Wasn't the policy of revenge, moreover, officially condemned in Weimar? Didn’t President Bauer, in his opening address for July, declare war on reaction by saying: “We must stifle, with the greatest effort, a certain number of people who do not know a finer ideal than that of the old Empire, full of military force and powerful by its several bayonets. This ideal, we deny it purely and simply.” And on the same day, with even more suavity, Minister Hermann Müller spoke of this new amity that Germany was about to introduce into its relations with foreign nations. “We must convince the world of our unshakeable will for peace... The better the world knows that we do not have a democracy without democrats and a republic without republicans, the more our ‘moral change’ will rise outside... Let us bury all the methods of this policy of violence which definitely belongs to the past.” We are therefore reassured. German policy is firmly oriented towards peace. Reading these manifestos and speeches, like so many other assurances given by the press, magazines and books, how can one not declare oneself satisfied?…

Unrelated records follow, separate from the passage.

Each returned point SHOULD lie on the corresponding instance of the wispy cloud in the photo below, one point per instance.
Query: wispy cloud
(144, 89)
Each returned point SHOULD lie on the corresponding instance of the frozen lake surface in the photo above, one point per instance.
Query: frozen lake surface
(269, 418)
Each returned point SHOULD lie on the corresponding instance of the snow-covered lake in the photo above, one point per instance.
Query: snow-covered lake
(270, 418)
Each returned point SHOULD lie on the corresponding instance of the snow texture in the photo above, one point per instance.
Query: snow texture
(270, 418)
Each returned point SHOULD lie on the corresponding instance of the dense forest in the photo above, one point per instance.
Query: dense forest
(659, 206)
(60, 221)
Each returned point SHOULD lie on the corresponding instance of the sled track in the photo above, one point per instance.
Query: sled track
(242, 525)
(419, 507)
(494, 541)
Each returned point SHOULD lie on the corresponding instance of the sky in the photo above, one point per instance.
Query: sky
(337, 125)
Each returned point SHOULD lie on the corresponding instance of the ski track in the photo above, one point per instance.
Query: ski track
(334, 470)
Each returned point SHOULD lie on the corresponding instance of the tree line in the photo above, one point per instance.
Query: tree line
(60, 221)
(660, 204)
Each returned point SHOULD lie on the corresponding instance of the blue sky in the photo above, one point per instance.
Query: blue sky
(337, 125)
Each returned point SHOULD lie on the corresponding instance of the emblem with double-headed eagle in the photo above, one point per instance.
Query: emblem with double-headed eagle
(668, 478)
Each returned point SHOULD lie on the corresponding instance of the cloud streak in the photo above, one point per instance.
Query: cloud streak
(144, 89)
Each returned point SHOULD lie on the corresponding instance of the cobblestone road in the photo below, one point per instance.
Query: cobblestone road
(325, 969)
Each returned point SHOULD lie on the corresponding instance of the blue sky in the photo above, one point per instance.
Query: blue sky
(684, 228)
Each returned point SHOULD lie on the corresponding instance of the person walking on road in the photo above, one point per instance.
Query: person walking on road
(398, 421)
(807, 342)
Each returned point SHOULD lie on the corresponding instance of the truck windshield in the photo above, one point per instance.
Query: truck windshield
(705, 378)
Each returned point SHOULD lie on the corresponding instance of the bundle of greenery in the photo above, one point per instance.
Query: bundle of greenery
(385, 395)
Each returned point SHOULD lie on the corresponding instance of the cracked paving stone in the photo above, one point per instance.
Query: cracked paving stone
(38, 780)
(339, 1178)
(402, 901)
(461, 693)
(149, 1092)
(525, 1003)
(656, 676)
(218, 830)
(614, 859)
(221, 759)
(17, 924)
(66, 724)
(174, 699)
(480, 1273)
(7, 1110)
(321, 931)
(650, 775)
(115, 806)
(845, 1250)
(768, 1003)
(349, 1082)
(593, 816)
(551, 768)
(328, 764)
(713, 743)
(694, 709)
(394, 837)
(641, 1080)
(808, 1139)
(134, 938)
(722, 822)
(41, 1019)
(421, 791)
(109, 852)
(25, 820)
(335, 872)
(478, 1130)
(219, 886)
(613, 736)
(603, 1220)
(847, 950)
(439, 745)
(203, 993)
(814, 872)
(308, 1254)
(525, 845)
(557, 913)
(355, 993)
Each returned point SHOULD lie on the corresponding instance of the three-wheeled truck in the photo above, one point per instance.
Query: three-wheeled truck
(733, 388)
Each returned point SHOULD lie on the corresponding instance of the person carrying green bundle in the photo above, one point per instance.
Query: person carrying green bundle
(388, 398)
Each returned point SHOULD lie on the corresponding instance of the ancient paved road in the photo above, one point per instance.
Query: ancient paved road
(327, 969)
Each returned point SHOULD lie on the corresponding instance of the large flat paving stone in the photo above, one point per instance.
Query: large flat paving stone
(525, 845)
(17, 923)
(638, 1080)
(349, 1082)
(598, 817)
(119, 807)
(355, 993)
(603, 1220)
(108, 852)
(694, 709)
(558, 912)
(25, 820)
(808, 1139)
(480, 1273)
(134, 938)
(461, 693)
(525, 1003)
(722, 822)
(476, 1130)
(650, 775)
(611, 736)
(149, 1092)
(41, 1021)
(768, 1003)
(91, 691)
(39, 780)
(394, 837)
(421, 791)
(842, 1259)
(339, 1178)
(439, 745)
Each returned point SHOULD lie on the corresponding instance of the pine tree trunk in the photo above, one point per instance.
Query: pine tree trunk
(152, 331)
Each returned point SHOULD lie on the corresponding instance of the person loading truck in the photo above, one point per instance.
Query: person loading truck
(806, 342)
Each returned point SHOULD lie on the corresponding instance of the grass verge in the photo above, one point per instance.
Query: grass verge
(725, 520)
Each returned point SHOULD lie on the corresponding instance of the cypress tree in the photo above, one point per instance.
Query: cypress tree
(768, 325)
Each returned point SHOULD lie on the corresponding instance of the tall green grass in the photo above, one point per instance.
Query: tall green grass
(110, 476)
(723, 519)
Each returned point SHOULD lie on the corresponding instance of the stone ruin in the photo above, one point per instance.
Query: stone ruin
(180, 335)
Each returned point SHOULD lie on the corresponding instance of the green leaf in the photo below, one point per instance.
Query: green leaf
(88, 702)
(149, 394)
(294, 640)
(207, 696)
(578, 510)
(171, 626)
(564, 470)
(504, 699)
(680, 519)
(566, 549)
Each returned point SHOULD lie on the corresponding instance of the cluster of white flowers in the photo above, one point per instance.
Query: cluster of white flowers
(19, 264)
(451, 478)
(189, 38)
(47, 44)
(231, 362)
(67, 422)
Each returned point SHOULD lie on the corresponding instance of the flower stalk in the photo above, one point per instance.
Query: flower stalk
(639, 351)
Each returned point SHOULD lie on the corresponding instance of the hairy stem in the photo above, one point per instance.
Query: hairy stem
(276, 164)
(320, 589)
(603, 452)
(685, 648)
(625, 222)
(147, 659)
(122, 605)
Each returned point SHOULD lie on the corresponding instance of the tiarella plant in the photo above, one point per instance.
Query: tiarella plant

It would be a mistake. Only the neutrals and the naïve are taken in by it, those who have a narrow conception of the question, who limit too narrowly, either the old Pan-Germanism, or the general conditions of this great struggle between nations or groups of nations whose world war was only the prelude. Because the Pan-German tradition is not a party affair. It is not strictly limited to the extreme right. Pan-Germans and imperialists were, no doubt to varying degrees, successfully won over before 1914 to all the parties. Pan-Germanism is not just an attitude or a program. It was, it still is, a spirit, a conviction, a religion. Its main idea, elaborated by thinkers and gradually inoculated into the mass of the nation, is that the German people are superior to all others by their “ideal,” this word signifying a determined ideal of social organisation and civilisation. In the name of this ideal, he assigns himself a mission in the world. It is a sui generis2 universalism that wants to extend the German conception of life to the whole world.
If we then enlarge, by thought, the theatre of war, if we see, on the morrow of hostilities as it’s been so properly called, the beginning of a still vaster, deeper struggle, a rivalry not only economic, but also social; If we say to ourselves that only those nations will definitively win the war which will best resolve the question of questions, the social question, the problem of rationally organised labor with a view to supplying and producing food, can we not fear that, on this new and formidable chessboard, Pan-Germanism does not reappear in an enlarged form and that Germany does not want to resume, in another direction, this hegemony coveted for so long, with such untiring perseverance?
This is exactly the question. It can be posed without questioning socialism, or democracy, or any doctrine whatsoever. What matters, in fact, is to define the spirit of ancient Pan-Germanism. We shall then see whether, apart from the reactionary parties which have remained faithful to the original program, this spirit does not reappear, under new aspects, in German democracy and socialism.